You can’t expect creative people to make worlds and then complain that they live in their own little worlds. It’s kinda our job.
Our environment, including the environment of our head space, enables us to create. Creators must protect that space to protect the creation.
If you take away a business’s office building, their work grinds to a halt. The business will scramble to recreate the work environment, replace the computers, the desks.
If you take away the environment construct that is necessary for creators to work, our work grinds to a halt, too.
Creators are often criticized for being selfish when protecting their work in ways that people with other jobs would merit praise for dedication.
Even people we think know better still see creation as a kind of play, not real work, not real intellectual effort.
A creator who loves their work will protect their work, their head space, the ability to produce.
And that is true love.
There are those who don’t know what that feels like. Never will. Some of them are people who create things, too. And it hurts them to see how much you love something that comes from you & not from them, whether that is a personal thing or an art thing.
Sometimes the worst head space invader is another creator whose work isn’t going well. This person will not want you to do well, either. Or they are hoping that whatever pixie dust gives you your mojo will rub off on them.
If it doesn’t, they’ll hobble you to get it. They won’t necessarily realize they’re doing it. But if their art is drowning, their drowning man’s grip will take yours down, too.
And you will do whatever you have to do to break that grip, or your art goes down with them.
And then they’ll complain you are selfish for protecting your creative ability or your creation.
How many of them would love you – want you – half as much if you didn’t?
The picture you see is work I am doing right now. It is a panel from my new graphic novel for Dark Horse. It is from a story by Neil Gaiman. I drew it in pencil. And now I am painting it.
I am going to finish this book.
And the next one. And the next one.
Thanks for understanding.
OK, so a comics blogger informed me at a convention a few months back that they didn’t know why I got invited to so many conventions and did so many appearances, because there are more women in comics out there than me, and I was hogging all the attention. They don’t think it’s fair for me to be on so many panels because I crowd out other women creators.
I am sure they mean well, but the perception has nothing to do with reality.

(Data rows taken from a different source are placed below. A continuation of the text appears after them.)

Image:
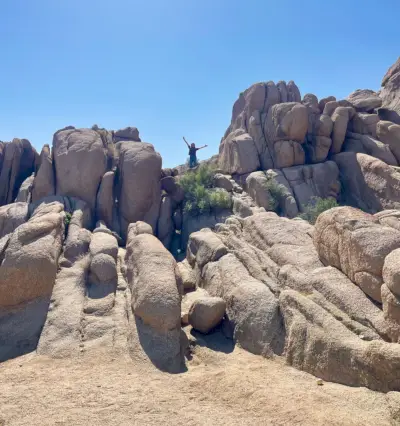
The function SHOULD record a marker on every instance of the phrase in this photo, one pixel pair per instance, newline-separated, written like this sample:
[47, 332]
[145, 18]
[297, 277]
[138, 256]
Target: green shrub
[200, 196]
[276, 191]
[67, 218]
[220, 200]
[317, 206]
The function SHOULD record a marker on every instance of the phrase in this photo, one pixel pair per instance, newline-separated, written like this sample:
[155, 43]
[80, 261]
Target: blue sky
[174, 68]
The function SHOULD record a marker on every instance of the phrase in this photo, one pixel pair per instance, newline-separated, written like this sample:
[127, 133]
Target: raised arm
[204, 146]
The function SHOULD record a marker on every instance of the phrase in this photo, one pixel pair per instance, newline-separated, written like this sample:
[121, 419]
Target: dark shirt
[192, 151]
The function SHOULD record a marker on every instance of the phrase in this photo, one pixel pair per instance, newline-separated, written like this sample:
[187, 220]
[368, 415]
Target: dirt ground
[227, 386]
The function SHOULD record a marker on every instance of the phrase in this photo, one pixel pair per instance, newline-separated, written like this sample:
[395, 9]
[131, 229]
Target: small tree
[200, 195]
[317, 206]
[276, 191]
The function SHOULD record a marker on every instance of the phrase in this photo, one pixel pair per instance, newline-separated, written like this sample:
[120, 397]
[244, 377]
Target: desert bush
[200, 196]
[317, 206]
[276, 191]
[67, 218]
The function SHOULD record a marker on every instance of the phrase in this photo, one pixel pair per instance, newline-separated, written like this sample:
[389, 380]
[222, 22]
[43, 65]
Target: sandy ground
[227, 386]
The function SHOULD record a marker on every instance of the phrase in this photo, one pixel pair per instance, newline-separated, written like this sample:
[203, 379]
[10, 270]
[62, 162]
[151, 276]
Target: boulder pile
[101, 248]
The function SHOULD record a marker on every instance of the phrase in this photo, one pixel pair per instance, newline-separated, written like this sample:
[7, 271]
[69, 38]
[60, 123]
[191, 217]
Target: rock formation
[91, 231]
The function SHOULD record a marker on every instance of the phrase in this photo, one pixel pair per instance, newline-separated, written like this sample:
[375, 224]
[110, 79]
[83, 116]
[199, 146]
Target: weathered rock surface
[139, 191]
[29, 266]
[126, 134]
[154, 280]
[389, 133]
[365, 100]
[206, 313]
[80, 161]
[390, 91]
[366, 144]
[44, 185]
[12, 216]
[368, 183]
[353, 242]
[105, 205]
[18, 161]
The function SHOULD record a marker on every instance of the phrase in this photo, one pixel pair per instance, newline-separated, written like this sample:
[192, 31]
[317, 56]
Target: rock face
[327, 298]
[138, 163]
[254, 263]
[390, 92]
[206, 313]
[389, 133]
[28, 265]
[80, 160]
[369, 184]
[44, 185]
[296, 187]
[155, 283]
[365, 144]
[365, 100]
[267, 127]
[18, 161]
[31, 256]
[126, 134]
[353, 242]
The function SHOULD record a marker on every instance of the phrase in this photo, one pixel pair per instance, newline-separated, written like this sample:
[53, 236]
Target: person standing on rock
[192, 153]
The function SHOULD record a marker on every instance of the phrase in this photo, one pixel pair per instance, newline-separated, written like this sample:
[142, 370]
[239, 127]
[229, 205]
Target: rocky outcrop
[365, 144]
[139, 192]
[80, 161]
[390, 91]
[389, 133]
[44, 185]
[155, 284]
[28, 268]
[353, 242]
[206, 313]
[126, 134]
[18, 162]
[368, 183]
[291, 189]
[262, 133]
[365, 100]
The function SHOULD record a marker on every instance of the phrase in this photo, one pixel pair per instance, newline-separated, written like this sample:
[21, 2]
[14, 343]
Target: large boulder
[139, 192]
[126, 134]
[314, 180]
[12, 216]
[391, 271]
[368, 183]
[80, 161]
[206, 313]
[272, 191]
[365, 144]
[29, 267]
[153, 277]
[340, 118]
[105, 199]
[18, 162]
[25, 191]
[390, 91]
[245, 146]
[287, 121]
[251, 308]
[389, 133]
[165, 225]
[43, 185]
[365, 100]
[238, 153]
[353, 242]
[322, 345]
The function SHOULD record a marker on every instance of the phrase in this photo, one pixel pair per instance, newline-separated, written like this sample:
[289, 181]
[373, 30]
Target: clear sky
[174, 68]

My fans know I rarely do appearances. I haven’t actually done a good old fashioned book tour in about ten years.
I do no more than a couple of conventions a year, and one or two book fairs.
I turn down almost every request I get.
There are nearly 1000 shows a year, of which I might do two. This is hardly hogging the spotlight.
I have done exactly two women in comics panels in roughly ten years.
I was sick for at least three years straight, produced very little work, and rarely went anywhere. I have a full workload now, but I’m not going to apologize for getting what I’ve earned, and what I need to do to make up for years of poor health and low income.
I am not hogging the blogging spotlight, either. No one is forced to read this thing.
I am also not eating up all the good women in comics assignments, as far as I know, since women are perfectly capable of writing and drawing all kinds of books whether I am there or not. And while some people might think other women could write and draw my books better than I do, I respectfully disagree. I am also pretty sure if I stopped writing or drawing anything, the theoretical person who would benefit from my absence is just as likely to be some dude.
No one is running around demanding dudes give up their jobs for other dudes because SPOTLIGHT HOGGING.
It is incredibly patronizing to incorporate the assumption that the only way one woman can shine is for another woman to turn off her own spotlight.
Women are perfectly capable of shining without dimming anyone else.
A woman’s place in comics is about achievement and talent, and work ethic, not about taking away a piece of pie from a woman who already has it.
It’s not about getting a piece of the pie, it’s about making your own pie.